What the hell did I know? And even if I was right, I couldn’t put all the blame on them. We had loved it, Marcus and I, the glamour, the sense of being part of their social circle, like we had been scooped up from our quiet gray lives and raised above the clouds to a place of golden light and the promise of continual happiness. It was the life we had been promised by every magazine I had ever looked through, every TV commercial I’d ever seen. So we embraced it and clung on, even when the cracks started to show, even—God help us—when we secretly knew what they were under the shine.

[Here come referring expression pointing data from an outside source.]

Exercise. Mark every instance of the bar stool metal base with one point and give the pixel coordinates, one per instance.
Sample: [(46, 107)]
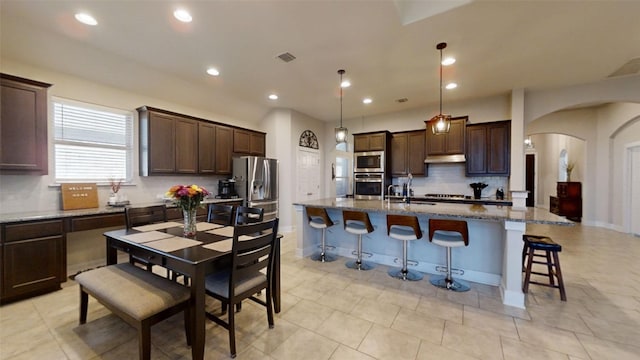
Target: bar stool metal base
[(405, 274), (449, 284), (362, 265), (323, 257)]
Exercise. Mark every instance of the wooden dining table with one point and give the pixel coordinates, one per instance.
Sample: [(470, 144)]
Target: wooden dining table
[(208, 252)]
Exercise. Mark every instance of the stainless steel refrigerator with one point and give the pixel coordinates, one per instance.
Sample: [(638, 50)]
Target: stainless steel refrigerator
[(257, 183)]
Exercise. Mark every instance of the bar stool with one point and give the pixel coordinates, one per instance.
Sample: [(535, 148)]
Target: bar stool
[(357, 223), (319, 219), (405, 228), (542, 243), (449, 233)]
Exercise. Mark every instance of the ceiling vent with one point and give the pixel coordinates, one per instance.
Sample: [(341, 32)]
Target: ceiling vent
[(631, 67), (286, 57)]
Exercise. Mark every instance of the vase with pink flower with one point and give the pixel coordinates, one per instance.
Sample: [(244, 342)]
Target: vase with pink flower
[(188, 198)]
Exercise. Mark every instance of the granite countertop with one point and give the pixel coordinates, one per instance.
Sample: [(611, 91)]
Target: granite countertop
[(467, 211), (54, 214), (465, 200)]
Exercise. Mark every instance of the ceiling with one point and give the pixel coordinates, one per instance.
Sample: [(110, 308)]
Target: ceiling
[(388, 49)]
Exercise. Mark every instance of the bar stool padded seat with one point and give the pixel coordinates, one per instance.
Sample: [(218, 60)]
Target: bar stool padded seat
[(449, 234), (319, 219), (551, 250), (404, 228), (357, 223)]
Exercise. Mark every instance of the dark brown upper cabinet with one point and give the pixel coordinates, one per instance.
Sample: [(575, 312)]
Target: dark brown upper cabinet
[(408, 153), (168, 143), (224, 150), (377, 141), (488, 149), (247, 142), (23, 126)]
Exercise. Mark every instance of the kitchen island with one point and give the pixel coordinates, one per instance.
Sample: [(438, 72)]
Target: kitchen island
[(493, 257)]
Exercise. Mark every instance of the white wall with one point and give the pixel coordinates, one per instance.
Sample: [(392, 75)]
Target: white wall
[(617, 126), (606, 130)]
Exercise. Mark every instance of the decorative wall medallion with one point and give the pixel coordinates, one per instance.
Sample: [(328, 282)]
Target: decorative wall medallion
[(308, 139)]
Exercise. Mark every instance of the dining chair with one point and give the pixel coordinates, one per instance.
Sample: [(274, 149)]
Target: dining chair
[(138, 216), (251, 270), (248, 215), (220, 214)]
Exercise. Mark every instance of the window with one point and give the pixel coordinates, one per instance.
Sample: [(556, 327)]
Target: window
[(92, 143)]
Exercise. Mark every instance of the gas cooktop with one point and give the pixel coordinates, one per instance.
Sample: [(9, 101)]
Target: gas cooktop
[(445, 196)]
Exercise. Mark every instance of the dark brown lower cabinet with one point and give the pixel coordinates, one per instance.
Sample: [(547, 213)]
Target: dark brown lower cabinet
[(33, 259)]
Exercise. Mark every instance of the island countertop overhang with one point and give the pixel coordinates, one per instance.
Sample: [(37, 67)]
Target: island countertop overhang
[(530, 215)]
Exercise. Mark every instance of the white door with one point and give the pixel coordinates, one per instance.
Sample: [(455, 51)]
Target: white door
[(309, 173), (635, 190)]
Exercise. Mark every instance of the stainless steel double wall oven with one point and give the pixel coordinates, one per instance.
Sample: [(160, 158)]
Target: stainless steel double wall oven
[(369, 175)]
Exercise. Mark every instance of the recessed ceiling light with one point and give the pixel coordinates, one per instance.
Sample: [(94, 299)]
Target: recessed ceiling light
[(182, 15), (86, 19), (448, 61)]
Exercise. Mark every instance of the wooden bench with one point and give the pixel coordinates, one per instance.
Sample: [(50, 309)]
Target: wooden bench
[(137, 296)]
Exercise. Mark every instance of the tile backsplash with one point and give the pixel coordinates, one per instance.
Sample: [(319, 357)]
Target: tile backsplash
[(451, 179)]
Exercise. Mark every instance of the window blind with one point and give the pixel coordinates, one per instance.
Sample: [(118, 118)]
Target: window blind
[(92, 143)]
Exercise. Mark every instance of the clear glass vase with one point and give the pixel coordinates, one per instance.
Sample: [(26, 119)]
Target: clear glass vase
[(189, 223)]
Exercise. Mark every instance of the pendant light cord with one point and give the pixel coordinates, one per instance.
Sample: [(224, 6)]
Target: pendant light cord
[(341, 72), (441, 81)]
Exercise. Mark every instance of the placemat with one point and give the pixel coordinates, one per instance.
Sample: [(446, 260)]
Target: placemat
[(204, 226), (172, 244), (221, 246), (223, 231), (146, 236), (158, 226)]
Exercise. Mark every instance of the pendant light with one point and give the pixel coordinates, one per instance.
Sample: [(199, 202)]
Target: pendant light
[(440, 123), (341, 132)]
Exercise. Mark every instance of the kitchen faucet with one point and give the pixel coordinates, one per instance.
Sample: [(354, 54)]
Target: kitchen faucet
[(389, 193)]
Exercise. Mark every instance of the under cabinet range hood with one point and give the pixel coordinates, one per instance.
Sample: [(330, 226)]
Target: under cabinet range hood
[(444, 159), (449, 147)]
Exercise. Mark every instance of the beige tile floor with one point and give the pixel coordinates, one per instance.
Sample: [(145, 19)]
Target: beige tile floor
[(331, 312)]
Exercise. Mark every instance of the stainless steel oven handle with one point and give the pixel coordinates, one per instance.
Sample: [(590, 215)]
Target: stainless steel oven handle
[(368, 180)]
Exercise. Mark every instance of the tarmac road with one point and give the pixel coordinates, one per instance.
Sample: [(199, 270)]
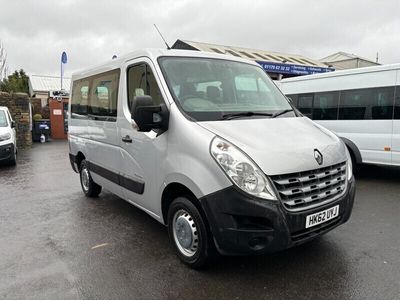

I think of Melissa rubbing suntan lotion into Simon’s back on the beach, kneeling astride him, turning to look at me and smiling, aglow with sex and charm and the easy confidence of wealth. I can almost smell the warm coconut oil, hear the music from the hotel’s sound system, feel the glow of my skin under the sun, Marcus lying, eyes closed, beside me. It’s idyllic, glorious, and I want it back so much that it tugs at my gut, my heart, like the most exquisite pain. And then, quite suddenly, the light changes, and now we’re in the dim lobby of the villa, and Mel is straddling not Simon, but Marcus. He’s faceup and she’s shoving a hose into his mouth. She snaps her head round to look at me, and her face is full of malice and rage, her eyes black and toxic. It’s as if she’s trying to eat him, like she’s a vulture on the road, protecting the carcass she’s found from interlopers. Yes. That’s it. She’s a gaunt, ravenous thing, starving to gobble up that crumb of the world that someone tried to take from her.